Gladys Walter Nash was my Father’s only sister. She was the oldest ,my father “Dutch”Harold Alderman Walter (the unruly middle child) and “Chip” Russell David Walter was the youngest( he was wild and unruly,too.)
She married Ben Nash and had three boys--David,Walter and Robert. Over their long years of marriage Gladys and Ben seem to live in Chicago,Rockford,back to the country as his work would take him. Gladys loved the city even though she was raised in the country. She would always encourage Ben to change employment if he had a chance to improve their lives. She moved around wherever his job took him with out complaining with all the enthusiasm of an army wife. Ben was a salesman so they moved with whatever was selling at the time and he always made good choices in his jobs. She could trust him to do that.
She looked at everything as if it was an adventure. She was such an important part of my life. She would hug me and say,”Why didn’t I have a nice little girl like you instead of those smelly boys?” She would say it of course so the boys would hear it. She adored her boys but she loved my brother and I as if we were hers. She knew that her brother in those days drank to excess and there were times that life was hard for us.

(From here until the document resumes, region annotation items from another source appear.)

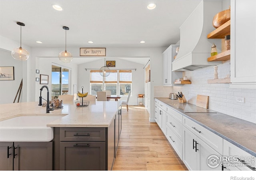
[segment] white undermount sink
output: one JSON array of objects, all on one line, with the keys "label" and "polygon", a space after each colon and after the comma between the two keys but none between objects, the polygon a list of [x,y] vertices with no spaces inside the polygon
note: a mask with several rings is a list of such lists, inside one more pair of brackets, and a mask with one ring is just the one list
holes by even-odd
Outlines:
[{"label": "white undermount sink", "polygon": [[61,116],[21,116],[0,121],[0,142],[50,142],[53,128],[48,123]]}]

She and my Mother were very close and she had no tolerance for her brothers drinking.
Wherever they lived in Chicago she rarely worked and she was always anxious to show me the city. We would ride public transportation and we would go to parks and museums and downtown. She would always allow time for just the two of us to special things to do. We would shop and window shop and go to a matinee and be back home in time to make supper for Ben and whoever was home. Sometimes the boys were at camp or working for their father during the summer.
They usually lived in apartments and I thought that was so great. They had a huge second floor flat in Rockford in one of the old brownstones a block from the Ing skating rink. I thought I had died and gone to heaven when they moved there. I loved to skate and I spent hours skating all day long. I spent two or three weeks over the summer wherever they lived.
One summer my Uncle Ben called Aunt Gladys and ask her to ask me if she and I would like to go to watch the Rockford Peaches play ball. I loved to play ball and I said yes. My Auntie stopped her washer and we were ready when Ben came home to pick us up. That was just the way she was. She would drop what ever she was doing and do whatever anyone wanted to do. She never thought they were imposing or anything about it. She believed that if an opportunity came ---like seeing the Rockford Peaches play ball came along we should do it.
I will never forget that day. When we came home that night Auntie called my Mother and I got to tell her about my big day. “Mother, when Uncle Ben called and asked if we would like to go to the baseball game Auntie just stopped her washer and we got ready to go.”( Something my mother would have never done.) When I told her she laughed and she said lovingly said,”That’s your Auntie.”
She was apart of my life until she was 63 years old. They had moved back to the country to Big Foot, Ill. Where Ben was a feed salesman and mill manager until his retirement.
We spoke with each other almost daily. The day before she died she called to say she had been to her doctor ( her blood pressure was high) and he told her she needed to slow down or she would be having a heart attack. When I expressed concern. She said, “Oh, Honey,don’t worry. Don’t you know doctors tell every one that these days.”
In the morning, my Uncle Ben found her lying beside him dead.
My Auntie was the most spontaneous, fun loving person I have ever known and I am so lucky to have a daughter just like her. Must be the genes--those Walter children knew how to have fun. My daughter does not remember my Aunt Gladys but she looks at life the same as Auntie did and she will always squeeze the very best out of life just the way Auntie did.